Stop thinking there is a ‘right way’ to practice. Do you fall into thinking there is a ‘right way’ to practice? If so, consider the fact that glib, dualistic and simplistic practice models and targets don’t really match the messy, relational and often chaotic world of our practice. Fortunately science and philosophy suggest that the universe is messy, relational and chaotic too, so maybe we are doing something right.

Test the ‘evidence-based’ claims that underpin your work. ‘Empirical’ knowledge is knowledge based on what we can observe. If we can’t observe it, we can’t find evidence for it. Health is a personal state of consciousness, which we can’t observe in others. Empirical study can therefore logically tell us very little about health itself.

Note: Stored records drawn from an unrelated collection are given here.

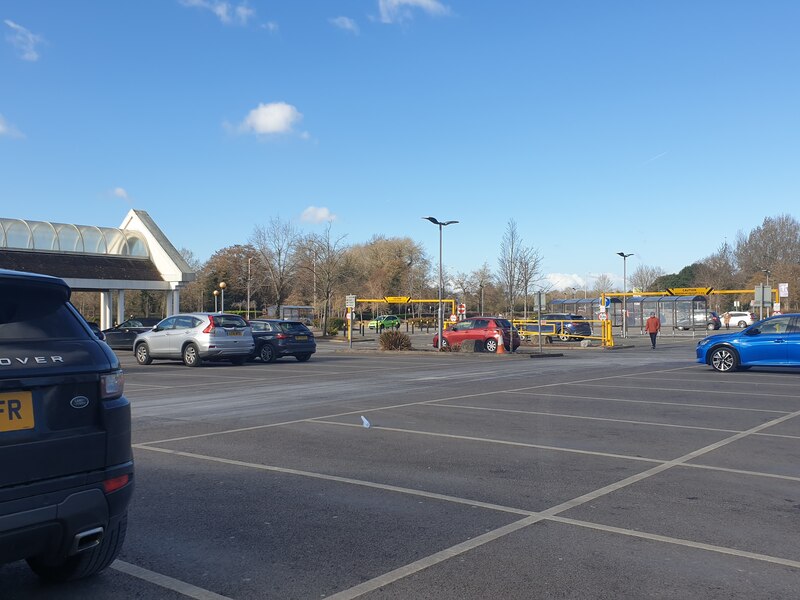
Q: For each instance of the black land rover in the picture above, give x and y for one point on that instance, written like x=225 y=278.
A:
x=65 y=434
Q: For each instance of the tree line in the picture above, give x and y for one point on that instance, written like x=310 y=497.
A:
x=280 y=266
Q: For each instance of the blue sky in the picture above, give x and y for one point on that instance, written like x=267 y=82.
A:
x=654 y=128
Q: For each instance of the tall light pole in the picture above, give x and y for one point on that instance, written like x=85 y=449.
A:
x=249 y=260
x=441 y=224
x=761 y=303
x=624 y=292
x=222 y=286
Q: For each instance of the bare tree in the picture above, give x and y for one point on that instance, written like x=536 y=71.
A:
x=644 y=277
x=276 y=245
x=602 y=284
x=325 y=258
x=529 y=270
x=483 y=279
x=776 y=240
x=508 y=264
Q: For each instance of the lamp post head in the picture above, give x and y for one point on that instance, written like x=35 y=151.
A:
x=436 y=221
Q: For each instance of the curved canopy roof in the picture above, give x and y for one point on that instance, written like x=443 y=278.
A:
x=62 y=237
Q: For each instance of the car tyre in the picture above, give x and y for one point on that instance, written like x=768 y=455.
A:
x=267 y=353
x=85 y=563
x=143 y=354
x=191 y=356
x=724 y=359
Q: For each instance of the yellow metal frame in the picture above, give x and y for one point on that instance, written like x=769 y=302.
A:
x=604 y=337
x=398 y=300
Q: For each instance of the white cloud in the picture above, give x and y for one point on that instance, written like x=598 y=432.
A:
x=345 y=23
x=396 y=11
x=317 y=214
x=270 y=26
x=24 y=41
x=271 y=119
x=8 y=130
x=226 y=12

That’s not to say empiricism has no place. On the contrary, it has helped root out all sorts of ineffective and harmful practice. Evidence-based practice (and its offspring such as guidelines, targets and regulations) can be very useful tools. But they also make dreadful tyrants if we forget that they are only tangential indicators of health, not health itself. So beware of false prophets.  

Try and create the right conditions to practice creatively. Creativity partly derives from the dance of two mental processes: ‘divergence’ (the sudden ‘eureka’ birth of an idea) and ‘convergence’ (the painstaking realization of the idea). To diverge we need to be peaceful, relaxed and unfocused. To converge we need to be stimulated, focused and driven. 

Guidelines, targets, regulations and outcomes all push us towards convergence but it is harder to see any triggers for divergence in modern health practice, and we have rather forgotten how to pursue it.

Look after your own health through your practice: health-practice can also be also ‘self-practice’. Patient-centeredness is all very well and good, but without us practitioners there would be no health practice. So we have to be ‘self-centred’ too.

This is, paradoxically, not selfish. We are our own tools, and to be effective we need to stay sharp. Fortunately health practice has everything we need to make us happy and fulfilled: connection, learning, challenge, value and opportunity. There are pressures, restrictions and pains but we can avoid being tyrannised by these if we can get our perspective and balance right. Such ‘self practice’ is the foundation for all our health practice.